Division of Liver Diseases, Mount Sinai School of Medicine, New York, New York, USA.
Prog Mol Biol Transl Sci. 2010;97:151-200. doi: 10.1016/B978-0-12-385233-5.00006-4.
The understanding of the cellular and molecular mechanisms of the fibrotic wound-healing response of the liver has made dramatic progress in the past 20 years. Hepatic stellate cells (HSCs), which after liver injury proliferate and transdifferentiate to myofibroblasts, have emerged as the primary source of the fibrotic response, even though other fibrogenic cells may also contribute to the production of extracellular matrix (ECM). Advances in the understanding of HSC regulation include apoptotic signaling, angiogenic signaling, and responses to oxidative stress. The ECM has emerged not only as a structural scaffold, but also as a dynamic and interactive matrix regulating stellate cell activation. Additionally, the innate immune system and immune signaling, as well as a broadening understanding of the transcriptional regulation including microRNAs and epigenetic events offer potential therapeutic targets. Unraveling genetic determinants related to mechanisms of hepatic fibrogenesis promise individualized therapy or prevention. Hepatic fibrosis and cirrhosis have emerged as treatable and potentially reversible consequence of chronic liver disease.

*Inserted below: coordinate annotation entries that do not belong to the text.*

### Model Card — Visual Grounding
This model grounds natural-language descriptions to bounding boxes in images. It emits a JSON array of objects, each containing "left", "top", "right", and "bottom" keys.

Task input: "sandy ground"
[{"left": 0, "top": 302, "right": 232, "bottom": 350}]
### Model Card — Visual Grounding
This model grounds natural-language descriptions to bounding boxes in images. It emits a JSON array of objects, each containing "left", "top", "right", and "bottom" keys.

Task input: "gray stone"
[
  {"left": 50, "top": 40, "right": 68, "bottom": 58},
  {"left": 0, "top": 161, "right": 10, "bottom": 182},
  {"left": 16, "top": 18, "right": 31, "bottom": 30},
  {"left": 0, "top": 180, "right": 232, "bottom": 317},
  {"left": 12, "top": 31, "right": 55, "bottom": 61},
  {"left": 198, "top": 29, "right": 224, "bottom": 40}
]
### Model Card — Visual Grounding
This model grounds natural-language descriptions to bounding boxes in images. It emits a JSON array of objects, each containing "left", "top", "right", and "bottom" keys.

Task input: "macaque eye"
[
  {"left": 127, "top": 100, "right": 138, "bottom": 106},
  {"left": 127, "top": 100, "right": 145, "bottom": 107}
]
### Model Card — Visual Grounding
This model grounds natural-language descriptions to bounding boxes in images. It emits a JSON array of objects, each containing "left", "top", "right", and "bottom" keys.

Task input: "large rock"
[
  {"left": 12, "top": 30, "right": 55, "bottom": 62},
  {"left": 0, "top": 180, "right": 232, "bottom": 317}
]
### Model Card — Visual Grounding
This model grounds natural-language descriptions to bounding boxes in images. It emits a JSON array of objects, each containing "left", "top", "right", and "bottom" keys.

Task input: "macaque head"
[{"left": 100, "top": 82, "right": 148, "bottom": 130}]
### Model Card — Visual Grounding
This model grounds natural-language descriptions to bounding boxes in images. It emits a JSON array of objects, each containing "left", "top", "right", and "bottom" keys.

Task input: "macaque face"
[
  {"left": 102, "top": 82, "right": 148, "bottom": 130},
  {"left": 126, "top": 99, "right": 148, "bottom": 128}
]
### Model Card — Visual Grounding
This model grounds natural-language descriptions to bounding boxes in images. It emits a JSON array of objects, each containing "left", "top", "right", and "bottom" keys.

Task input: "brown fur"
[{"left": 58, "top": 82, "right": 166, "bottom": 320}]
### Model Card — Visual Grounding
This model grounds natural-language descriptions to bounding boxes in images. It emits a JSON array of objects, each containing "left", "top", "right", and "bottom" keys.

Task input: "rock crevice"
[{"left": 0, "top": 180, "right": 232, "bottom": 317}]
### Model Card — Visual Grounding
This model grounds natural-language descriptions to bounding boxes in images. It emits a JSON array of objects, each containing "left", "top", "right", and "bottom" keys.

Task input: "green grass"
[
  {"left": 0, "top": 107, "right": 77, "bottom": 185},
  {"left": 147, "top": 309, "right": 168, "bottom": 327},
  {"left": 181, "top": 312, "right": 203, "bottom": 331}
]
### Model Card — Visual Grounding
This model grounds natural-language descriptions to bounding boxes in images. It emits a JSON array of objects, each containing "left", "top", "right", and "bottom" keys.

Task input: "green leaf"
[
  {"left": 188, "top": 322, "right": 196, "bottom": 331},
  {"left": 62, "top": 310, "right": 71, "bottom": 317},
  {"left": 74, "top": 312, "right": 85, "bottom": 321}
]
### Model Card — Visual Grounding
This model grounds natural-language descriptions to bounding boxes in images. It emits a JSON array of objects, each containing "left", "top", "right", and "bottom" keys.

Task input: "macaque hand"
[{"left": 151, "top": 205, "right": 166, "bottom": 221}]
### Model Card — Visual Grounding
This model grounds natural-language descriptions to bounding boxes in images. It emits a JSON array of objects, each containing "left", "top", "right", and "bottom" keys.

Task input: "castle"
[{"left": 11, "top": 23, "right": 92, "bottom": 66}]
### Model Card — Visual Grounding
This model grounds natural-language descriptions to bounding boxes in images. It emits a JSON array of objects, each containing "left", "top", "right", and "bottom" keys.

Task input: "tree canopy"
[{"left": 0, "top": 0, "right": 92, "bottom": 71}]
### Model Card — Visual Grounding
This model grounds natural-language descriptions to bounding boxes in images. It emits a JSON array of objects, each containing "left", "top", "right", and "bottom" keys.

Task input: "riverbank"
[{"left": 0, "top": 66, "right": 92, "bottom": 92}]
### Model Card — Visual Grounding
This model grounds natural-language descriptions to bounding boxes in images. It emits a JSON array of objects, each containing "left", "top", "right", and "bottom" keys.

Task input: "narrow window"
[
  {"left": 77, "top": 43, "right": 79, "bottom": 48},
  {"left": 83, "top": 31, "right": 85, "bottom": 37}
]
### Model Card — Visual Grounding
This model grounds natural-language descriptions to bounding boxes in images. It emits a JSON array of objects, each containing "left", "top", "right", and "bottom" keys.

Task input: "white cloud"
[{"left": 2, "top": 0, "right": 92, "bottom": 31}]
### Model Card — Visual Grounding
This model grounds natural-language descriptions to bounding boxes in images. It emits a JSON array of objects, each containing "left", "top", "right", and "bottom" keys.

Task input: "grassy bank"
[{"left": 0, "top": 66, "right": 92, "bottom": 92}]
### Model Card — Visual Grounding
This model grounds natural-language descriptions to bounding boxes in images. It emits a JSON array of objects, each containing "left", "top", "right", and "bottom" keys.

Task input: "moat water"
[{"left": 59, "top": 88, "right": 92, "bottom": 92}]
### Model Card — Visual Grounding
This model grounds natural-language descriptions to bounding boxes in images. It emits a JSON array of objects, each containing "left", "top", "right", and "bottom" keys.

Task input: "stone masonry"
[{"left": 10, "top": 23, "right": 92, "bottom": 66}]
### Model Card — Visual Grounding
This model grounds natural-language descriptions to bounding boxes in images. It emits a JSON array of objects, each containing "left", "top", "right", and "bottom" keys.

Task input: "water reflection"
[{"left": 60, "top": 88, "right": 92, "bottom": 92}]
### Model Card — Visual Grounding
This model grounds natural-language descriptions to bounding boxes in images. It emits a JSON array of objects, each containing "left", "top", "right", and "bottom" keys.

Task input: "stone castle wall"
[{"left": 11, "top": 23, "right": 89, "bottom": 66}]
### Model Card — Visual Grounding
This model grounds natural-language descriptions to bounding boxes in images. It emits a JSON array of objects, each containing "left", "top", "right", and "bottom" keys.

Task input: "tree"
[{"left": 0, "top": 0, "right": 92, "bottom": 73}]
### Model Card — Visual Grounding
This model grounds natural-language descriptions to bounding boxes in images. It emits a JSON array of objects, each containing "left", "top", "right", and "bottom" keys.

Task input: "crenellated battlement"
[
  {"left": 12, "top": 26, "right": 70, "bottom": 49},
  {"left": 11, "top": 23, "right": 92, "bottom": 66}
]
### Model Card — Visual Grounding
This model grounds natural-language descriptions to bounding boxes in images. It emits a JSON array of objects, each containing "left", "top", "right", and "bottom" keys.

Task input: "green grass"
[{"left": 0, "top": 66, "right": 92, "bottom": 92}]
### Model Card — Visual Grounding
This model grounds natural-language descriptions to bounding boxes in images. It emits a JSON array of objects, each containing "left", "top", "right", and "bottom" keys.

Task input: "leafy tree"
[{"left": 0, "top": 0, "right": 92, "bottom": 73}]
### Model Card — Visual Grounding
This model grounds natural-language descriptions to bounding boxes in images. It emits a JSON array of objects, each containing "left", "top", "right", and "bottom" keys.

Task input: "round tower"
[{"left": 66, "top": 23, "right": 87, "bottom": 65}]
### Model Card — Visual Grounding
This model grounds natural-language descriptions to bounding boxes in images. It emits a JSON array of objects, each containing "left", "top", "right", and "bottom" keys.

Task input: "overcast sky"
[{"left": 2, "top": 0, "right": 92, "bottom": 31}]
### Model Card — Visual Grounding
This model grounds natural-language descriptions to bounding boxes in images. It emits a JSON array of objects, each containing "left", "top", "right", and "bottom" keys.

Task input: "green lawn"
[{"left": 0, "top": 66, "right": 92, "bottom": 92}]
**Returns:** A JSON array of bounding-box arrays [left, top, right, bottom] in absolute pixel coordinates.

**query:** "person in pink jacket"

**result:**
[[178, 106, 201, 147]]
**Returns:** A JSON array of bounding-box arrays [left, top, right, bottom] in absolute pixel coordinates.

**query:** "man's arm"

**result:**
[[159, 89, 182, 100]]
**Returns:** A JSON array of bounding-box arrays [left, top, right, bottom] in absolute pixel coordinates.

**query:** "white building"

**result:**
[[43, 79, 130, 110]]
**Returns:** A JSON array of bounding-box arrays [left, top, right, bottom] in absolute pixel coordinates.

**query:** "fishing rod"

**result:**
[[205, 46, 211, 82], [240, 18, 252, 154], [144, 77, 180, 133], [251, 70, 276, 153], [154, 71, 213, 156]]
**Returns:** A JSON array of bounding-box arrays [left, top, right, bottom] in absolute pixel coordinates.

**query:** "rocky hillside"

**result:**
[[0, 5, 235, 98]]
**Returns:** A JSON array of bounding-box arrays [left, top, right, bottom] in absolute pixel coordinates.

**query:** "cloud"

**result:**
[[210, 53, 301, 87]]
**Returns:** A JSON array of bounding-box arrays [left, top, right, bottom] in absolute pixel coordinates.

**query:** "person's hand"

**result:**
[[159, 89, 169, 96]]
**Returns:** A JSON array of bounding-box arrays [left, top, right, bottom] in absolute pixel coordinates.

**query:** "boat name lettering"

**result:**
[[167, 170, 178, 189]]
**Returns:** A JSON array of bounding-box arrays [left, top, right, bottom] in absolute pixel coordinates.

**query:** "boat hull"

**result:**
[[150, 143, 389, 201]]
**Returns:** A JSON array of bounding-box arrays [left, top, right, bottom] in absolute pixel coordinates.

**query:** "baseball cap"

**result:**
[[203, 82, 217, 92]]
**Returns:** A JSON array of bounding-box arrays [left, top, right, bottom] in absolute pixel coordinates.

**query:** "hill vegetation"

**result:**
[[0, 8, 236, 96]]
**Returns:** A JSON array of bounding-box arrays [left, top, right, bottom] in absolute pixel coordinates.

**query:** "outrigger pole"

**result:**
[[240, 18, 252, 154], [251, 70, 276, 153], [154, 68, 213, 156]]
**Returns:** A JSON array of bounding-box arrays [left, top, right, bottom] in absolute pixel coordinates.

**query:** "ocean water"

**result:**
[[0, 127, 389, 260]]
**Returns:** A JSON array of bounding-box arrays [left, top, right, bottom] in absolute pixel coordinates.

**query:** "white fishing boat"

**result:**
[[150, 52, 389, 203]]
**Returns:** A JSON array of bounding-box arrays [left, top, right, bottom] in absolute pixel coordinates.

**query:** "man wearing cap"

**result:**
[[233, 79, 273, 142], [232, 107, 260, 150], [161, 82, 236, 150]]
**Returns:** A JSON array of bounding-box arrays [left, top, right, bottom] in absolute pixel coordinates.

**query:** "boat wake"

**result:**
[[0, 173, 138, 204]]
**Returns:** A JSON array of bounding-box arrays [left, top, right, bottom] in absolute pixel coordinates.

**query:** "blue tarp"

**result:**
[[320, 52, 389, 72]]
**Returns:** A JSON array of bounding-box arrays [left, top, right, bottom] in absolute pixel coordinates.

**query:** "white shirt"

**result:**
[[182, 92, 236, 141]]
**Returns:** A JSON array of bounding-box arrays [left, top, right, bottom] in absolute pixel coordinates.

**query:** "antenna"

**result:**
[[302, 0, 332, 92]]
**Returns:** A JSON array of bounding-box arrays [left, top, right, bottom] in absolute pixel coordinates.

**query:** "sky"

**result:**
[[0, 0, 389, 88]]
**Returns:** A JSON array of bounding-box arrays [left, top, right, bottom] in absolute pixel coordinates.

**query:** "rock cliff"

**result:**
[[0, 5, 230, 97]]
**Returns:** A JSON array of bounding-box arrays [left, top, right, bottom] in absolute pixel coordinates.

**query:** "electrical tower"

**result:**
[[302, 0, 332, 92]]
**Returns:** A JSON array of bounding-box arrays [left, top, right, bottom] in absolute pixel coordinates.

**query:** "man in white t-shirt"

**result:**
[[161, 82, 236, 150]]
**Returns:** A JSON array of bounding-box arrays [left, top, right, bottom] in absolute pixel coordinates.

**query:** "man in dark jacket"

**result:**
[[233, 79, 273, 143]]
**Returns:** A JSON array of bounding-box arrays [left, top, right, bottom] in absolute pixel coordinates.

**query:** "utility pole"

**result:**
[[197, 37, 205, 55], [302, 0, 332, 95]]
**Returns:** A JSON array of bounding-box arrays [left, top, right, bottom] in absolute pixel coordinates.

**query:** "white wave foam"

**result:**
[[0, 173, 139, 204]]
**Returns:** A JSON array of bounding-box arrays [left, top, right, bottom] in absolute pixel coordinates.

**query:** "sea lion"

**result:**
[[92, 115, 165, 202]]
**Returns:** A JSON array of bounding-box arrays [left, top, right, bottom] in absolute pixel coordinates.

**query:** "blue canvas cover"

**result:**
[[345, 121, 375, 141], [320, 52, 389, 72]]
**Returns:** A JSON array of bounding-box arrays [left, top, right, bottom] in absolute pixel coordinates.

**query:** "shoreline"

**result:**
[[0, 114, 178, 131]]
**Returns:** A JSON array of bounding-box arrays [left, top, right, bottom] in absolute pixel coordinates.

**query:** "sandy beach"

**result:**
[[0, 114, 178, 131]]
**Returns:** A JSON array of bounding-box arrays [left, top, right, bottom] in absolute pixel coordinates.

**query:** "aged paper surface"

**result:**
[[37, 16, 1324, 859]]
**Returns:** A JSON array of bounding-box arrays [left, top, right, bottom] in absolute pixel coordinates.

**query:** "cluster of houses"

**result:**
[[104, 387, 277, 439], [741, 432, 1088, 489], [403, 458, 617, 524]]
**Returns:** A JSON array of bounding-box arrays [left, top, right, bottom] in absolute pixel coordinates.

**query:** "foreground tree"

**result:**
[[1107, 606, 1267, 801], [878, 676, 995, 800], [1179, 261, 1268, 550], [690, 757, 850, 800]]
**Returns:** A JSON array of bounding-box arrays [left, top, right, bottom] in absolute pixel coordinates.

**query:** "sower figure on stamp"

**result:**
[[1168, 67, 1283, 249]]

在过去的 20 年中,人们对肝纤维化伤口愈合反应的细胞和分子机制的理解取得了显著进展。肝星状细胞(HSCs)在肝损伤后增殖并转分化为肌成纤维细胞,已成为纤维化反应的主要来源,尽管其他成纤维细胞也可能有助于细胞外基质(ECM)的产生。对 HSC 调节的认识包括凋亡信号、血管生成信号和对氧化应激的反应。ECM 不仅作为结构支架,而且作为调节星状细胞激活的动态和相互作用的基质出现。此外,先天免疫系统和免疫信号,以及对转录调控(包括 microRNAs 和表观遗传事件)的更广泛理解,为潜在的治疗靶点提供了依据。揭示与肝纤维化发生机制相关的遗传决定因素有望实现个体化治疗或预防。肝纤维化和肝硬化已成为慢性肝病可治疗和潜在可逆转的后果。